FRANCE – Carmat, the designer and developer of the world’s most advanced total artificial heart, has had the first implantation of its bioprosthetic artificial heart, Aeson in the United States within the framework of the Early Feasibility Study (EFS).

The implant procedure was performed by a team led by Dr. Jacob N. Schroder and Dr. Carmelo A. Milano, heart surgeons at Duke University Hospital, in Durham, North Carolina.

It is the first U.S. hospital to implant Aeson within the framework of the EFS. Three additional U.S. centers are fully trained and are currently screening patients for the study.

In accordance with the study protocol approved by the FDA, 10 transplant-eligible patients are expected to be enrolled in this trial. The primary study endpoint is patient survival at 180 days post-implant or a successful cardiac transplantation within 180 days post-implant.

It is a staged study with a progress report of the first 3 patients after 60 days, before the enrollment of the next 7 patients.

The study trials come barely a month after its initial clinical experiments were reported in American Society for Artificial Internal Organs (ASAIO) journal.

The reports were in response to “pressure sensor-based autoregulation of blood flow” in ten patients for up to two years after implantation of Carmat’s Aeson.

Based on the study, it was found that heart replacement pumps can restore cardiac output in patients with end-stage, biventricular heart failure whose only other option is heart transplantation.

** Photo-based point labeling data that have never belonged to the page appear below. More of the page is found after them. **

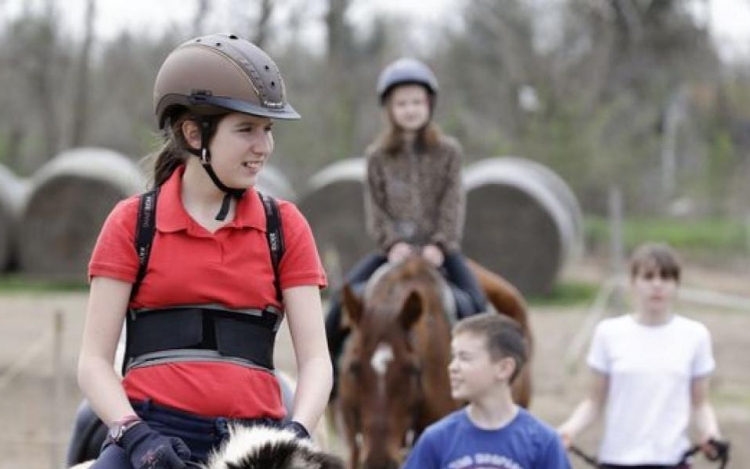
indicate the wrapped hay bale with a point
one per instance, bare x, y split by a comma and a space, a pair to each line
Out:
12, 193
334, 206
522, 221
271, 181
70, 197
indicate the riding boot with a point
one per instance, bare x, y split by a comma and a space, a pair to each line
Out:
473, 299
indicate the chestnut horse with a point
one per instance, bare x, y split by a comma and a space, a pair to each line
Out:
393, 370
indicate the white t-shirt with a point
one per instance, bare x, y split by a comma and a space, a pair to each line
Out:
650, 370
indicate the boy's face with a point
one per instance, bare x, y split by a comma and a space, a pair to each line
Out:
472, 371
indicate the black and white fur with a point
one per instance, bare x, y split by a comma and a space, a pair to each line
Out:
262, 447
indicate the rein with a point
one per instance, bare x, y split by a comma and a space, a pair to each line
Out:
721, 447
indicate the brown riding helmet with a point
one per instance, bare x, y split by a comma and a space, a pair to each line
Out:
219, 73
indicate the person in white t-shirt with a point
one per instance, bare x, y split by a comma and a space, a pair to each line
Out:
651, 372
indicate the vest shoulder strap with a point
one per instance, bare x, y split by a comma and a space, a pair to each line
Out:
146, 228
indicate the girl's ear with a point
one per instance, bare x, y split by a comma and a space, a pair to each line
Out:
192, 133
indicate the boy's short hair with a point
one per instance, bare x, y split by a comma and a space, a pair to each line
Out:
503, 337
660, 256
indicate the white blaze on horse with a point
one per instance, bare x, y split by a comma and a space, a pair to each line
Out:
393, 371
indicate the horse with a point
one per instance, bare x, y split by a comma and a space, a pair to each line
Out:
89, 434
264, 447
393, 369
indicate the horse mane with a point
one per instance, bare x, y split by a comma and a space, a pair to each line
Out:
269, 448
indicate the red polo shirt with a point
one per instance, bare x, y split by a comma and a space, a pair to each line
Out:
189, 265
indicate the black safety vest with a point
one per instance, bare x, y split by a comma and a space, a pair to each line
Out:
205, 332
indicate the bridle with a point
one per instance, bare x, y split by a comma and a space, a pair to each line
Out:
722, 449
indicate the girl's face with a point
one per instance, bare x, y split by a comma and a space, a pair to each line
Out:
240, 148
409, 107
653, 291
472, 371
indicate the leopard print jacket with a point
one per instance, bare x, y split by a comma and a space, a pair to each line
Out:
416, 197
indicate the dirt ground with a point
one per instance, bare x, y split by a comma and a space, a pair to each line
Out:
39, 393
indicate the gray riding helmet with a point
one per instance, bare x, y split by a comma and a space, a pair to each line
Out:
218, 73
406, 71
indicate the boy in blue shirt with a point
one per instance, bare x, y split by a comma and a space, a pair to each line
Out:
491, 432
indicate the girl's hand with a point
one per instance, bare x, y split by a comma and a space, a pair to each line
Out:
433, 254
399, 251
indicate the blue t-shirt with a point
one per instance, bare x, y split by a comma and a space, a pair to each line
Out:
454, 442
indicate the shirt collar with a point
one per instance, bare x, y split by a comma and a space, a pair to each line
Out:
171, 215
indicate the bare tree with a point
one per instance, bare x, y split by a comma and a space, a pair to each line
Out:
80, 105
263, 24
201, 13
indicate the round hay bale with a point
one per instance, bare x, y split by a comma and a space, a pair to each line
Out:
69, 200
271, 181
522, 221
333, 204
12, 193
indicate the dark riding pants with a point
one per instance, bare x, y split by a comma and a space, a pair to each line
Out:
200, 434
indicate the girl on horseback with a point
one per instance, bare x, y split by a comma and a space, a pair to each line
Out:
651, 371
414, 200
202, 320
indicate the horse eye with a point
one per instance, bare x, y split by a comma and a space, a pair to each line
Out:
355, 368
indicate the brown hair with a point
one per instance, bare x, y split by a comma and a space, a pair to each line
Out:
656, 255
503, 337
391, 140
173, 152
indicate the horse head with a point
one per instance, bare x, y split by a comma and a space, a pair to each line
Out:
393, 369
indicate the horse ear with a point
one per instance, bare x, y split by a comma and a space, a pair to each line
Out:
352, 305
411, 310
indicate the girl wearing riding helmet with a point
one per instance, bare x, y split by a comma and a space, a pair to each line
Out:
651, 372
414, 199
202, 323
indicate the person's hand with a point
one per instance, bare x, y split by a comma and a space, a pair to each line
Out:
297, 428
715, 448
399, 251
148, 449
433, 254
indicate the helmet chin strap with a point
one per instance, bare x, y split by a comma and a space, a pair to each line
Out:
205, 156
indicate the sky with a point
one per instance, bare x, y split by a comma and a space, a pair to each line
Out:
729, 19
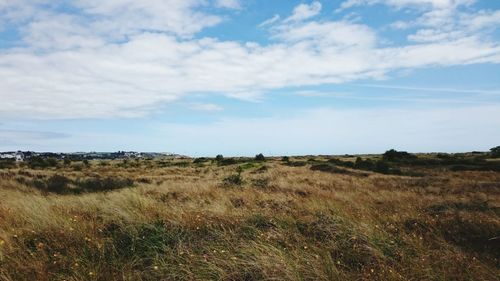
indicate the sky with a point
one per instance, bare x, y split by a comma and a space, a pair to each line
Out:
235, 77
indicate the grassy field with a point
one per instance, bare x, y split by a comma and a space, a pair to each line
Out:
433, 217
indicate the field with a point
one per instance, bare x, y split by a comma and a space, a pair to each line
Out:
406, 217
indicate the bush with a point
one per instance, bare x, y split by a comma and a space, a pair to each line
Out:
394, 155
98, 184
58, 184
495, 152
260, 157
233, 180
7, 163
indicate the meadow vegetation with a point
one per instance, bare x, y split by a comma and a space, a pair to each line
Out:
395, 216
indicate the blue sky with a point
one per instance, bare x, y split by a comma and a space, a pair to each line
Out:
203, 77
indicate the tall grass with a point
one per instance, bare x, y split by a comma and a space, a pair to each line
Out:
285, 222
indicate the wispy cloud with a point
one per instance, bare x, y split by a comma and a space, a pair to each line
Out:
113, 58
210, 107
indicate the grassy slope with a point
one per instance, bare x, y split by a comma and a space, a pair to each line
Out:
282, 223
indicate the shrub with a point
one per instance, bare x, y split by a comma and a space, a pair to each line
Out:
233, 180
260, 157
98, 184
37, 162
7, 163
364, 164
58, 184
495, 152
394, 155
328, 168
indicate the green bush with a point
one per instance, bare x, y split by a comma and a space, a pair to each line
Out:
495, 152
260, 157
58, 184
395, 156
233, 180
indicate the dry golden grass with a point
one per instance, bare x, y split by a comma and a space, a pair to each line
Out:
281, 223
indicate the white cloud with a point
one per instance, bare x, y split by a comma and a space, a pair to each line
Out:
270, 21
81, 68
440, 4
230, 4
210, 107
304, 11
315, 131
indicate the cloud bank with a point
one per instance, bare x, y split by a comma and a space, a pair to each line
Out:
124, 58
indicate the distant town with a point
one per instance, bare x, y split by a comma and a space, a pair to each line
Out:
20, 156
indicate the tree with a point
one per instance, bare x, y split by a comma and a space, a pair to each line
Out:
495, 152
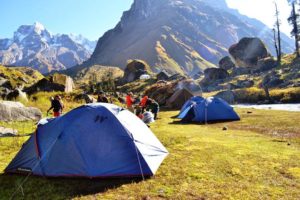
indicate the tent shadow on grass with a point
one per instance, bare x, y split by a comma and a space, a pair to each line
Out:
179, 122
53, 188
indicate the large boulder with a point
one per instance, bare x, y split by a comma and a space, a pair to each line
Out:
56, 82
16, 111
162, 91
271, 80
228, 96
245, 83
266, 64
226, 63
248, 51
134, 70
212, 74
17, 95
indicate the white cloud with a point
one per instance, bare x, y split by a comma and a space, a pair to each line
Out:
264, 10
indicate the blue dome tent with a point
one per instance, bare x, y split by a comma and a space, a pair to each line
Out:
208, 110
94, 140
191, 101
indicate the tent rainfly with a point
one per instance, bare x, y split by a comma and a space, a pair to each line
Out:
94, 140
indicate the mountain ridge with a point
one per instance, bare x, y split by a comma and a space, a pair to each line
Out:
34, 46
189, 37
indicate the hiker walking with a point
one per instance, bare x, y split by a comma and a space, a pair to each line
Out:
56, 105
129, 102
143, 103
153, 106
102, 98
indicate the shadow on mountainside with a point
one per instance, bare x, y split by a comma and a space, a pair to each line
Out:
56, 188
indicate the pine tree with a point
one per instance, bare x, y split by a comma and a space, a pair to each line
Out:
293, 20
277, 38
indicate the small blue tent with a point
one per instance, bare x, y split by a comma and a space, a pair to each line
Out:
94, 140
191, 101
208, 110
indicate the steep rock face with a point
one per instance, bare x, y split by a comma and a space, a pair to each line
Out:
182, 36
134, 69
226, 63
34, 46
248, 51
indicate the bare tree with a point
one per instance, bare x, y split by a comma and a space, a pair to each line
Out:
275, 43
277, 38
293, 20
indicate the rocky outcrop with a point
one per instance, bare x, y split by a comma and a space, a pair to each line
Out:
228, 96
245, 83
226, 63
56, 82
212, 74
163, 91
16, 111
185, 36
163, 75
248, 51
266, 64
134, 70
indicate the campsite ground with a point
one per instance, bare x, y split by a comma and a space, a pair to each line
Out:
255, 158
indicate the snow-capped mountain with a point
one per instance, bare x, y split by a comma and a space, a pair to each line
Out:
179, 36
88, 44
34, 46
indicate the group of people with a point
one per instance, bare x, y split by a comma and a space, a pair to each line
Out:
144, 107
56, 105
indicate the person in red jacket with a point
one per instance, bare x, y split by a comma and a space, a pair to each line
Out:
143, 103
129, 102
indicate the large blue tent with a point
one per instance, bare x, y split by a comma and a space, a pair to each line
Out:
94, 140
208, 110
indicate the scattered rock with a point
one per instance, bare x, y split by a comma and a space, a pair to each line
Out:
226, 63
134, 70
240, 71
16, 111
176, 77
57, 82
212, 74
245, 83
17, 95
248, 51
266, 64
228, 96
163, 75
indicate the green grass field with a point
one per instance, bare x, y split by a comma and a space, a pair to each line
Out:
255, 158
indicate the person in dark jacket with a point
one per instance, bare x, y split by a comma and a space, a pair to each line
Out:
153, 106
57, 106
102, 98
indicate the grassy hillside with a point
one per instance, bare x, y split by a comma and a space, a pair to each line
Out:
255, 158
20, 75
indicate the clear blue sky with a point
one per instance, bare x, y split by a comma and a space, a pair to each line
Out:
92, 18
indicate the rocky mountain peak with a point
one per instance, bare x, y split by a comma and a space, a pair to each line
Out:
37, 30
34, 46
179, 36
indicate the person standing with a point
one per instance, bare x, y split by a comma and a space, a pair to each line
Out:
102, 98
143, 103
153, 106
57, 106
130, 102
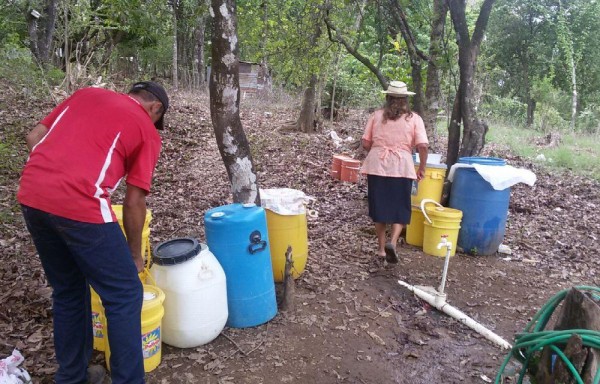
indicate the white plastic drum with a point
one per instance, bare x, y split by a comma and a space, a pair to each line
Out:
195, 292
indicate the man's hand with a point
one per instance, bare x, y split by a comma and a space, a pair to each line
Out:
420, 173
139, 263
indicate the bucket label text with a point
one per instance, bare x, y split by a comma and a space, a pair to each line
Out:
151, 343
97, 325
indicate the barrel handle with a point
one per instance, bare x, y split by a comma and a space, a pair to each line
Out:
256, 243
205, 272
425, 201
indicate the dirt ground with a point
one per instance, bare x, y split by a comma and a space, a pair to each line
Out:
352, 321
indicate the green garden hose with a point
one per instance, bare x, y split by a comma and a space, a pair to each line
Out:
533, 339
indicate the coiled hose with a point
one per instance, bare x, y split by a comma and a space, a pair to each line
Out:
534, 338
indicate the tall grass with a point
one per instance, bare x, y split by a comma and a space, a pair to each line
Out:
578, 152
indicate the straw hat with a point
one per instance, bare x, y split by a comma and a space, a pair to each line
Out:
398, 89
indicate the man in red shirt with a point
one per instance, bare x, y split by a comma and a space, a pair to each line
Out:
79, 154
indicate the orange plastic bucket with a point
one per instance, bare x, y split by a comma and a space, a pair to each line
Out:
350, 170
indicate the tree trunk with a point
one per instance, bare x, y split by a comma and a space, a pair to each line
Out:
225, 103
474, 129
578, 312
529, 100
199, 34
530, 111
574, 95
41, 31
175, 62
265, 35
432, 89
307, 121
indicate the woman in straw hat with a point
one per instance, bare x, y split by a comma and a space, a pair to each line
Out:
390, 136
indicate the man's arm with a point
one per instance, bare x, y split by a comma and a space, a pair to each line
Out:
134, 216
423, 150
35, 135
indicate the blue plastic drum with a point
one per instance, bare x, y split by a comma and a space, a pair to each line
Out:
237, 236
484, 209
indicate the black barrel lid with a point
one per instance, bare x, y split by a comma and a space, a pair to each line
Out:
176, 251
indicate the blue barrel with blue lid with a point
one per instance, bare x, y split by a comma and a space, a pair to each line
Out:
485, 209
237, 236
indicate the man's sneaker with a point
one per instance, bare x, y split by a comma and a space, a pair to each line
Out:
97, 375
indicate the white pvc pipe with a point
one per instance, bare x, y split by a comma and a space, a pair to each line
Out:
457, 314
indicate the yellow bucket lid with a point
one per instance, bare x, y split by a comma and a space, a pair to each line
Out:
118, 210
444, 212
153, 297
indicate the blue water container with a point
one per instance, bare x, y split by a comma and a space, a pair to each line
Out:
484, 208
237, 236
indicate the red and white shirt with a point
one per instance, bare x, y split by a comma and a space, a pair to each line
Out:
95, 138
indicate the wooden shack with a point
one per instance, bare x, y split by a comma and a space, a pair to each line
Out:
254, 79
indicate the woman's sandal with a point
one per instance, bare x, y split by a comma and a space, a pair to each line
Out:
390, 254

However, to enable patients to go home from the hospital and return to their usual activities, the pump had to emulate normal heart function, with minimal need for adjustment.

To meet that goal, Aeson incorporates an Auto-Mode that automatically adapts the pumping action of the right and left ventricles in response to pressure sensors located inside the device, based on parameters set by the physician.

For this study, 10 patients who had undergone Aeson implantation in early clinal trials across Europe were studied. All patients were men of an average age of 60 years.

In all patients, the artificial heart was successfully switched from manual control to Auto-Mode in the operating room. Auto-Mode led to “an immediate appropriate cardiac output response” to the targeted settings.

Hemodynamic data recorded by Aeson showed expected variations in pumping output of the left and right ventricles, in response to changes in pressures and heart rate. Heart rate averaged 78 to 128 beats per minute; blood pressure was normal as well.

Over almost five years of aggregate follow-up, medical teams made changes in the Auto-Mode settings just 20 times. Most adjustments were performed during the first 30 days after device placement. Only four were done after the patient went home from the hospital: a rate of about 1 change per 11 months.